SAIC Motor – China’s top carmaker and General Motors’ biggest Chinese partner – expects sales to fall annually for the first time in at least 14 years, according to Bloomberg.
The company is based in Shanghai and projects that for 2019, sales will be down about 7%. The company’s new target of 6.54 million sales is about 8% below the company’s public forecast for a slight increase in sales and would be the company’s first full year drop on record.
SAIC also has a venture with VW, where sales are expected to fall by about 3% to 2 million units. Deliveries at SAIC General Motors are projected to fall by about 8% to 1.2 million vehicles. These numbers would be the first full year drop for the VW venture and the second straight decline for the GM partnership.
A representative for SAIC said that the company plans to “sustain its marketshare”, even if the overall market slides this year.

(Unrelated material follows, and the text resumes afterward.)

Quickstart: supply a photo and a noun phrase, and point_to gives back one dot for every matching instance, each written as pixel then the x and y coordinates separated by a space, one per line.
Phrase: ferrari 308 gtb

SAIC reported a 17% drop in first half sales and said it saw declines across its various ventures. The company has offered buyers incentives of as much is 50% over the past few months to help clear out inventory. We reported on this fire sale earlier this month.
We noted that passenger car vehicles in China finally showed their first tepid signs of recovery after a historic and record-breaking plunge in the country over the last two years, according to data from the China Passenger Car Association.
China was able to – at least temporarily – shake itself from its rut as a result of offering significant discounts to clear inventory before new emissions rules took place on July 1.
Retail sales of passenger vehicles were up 4.9% to 1.8 million units in June from the year prior. This is the first increase since May 2018 for China, according to the CPCA data.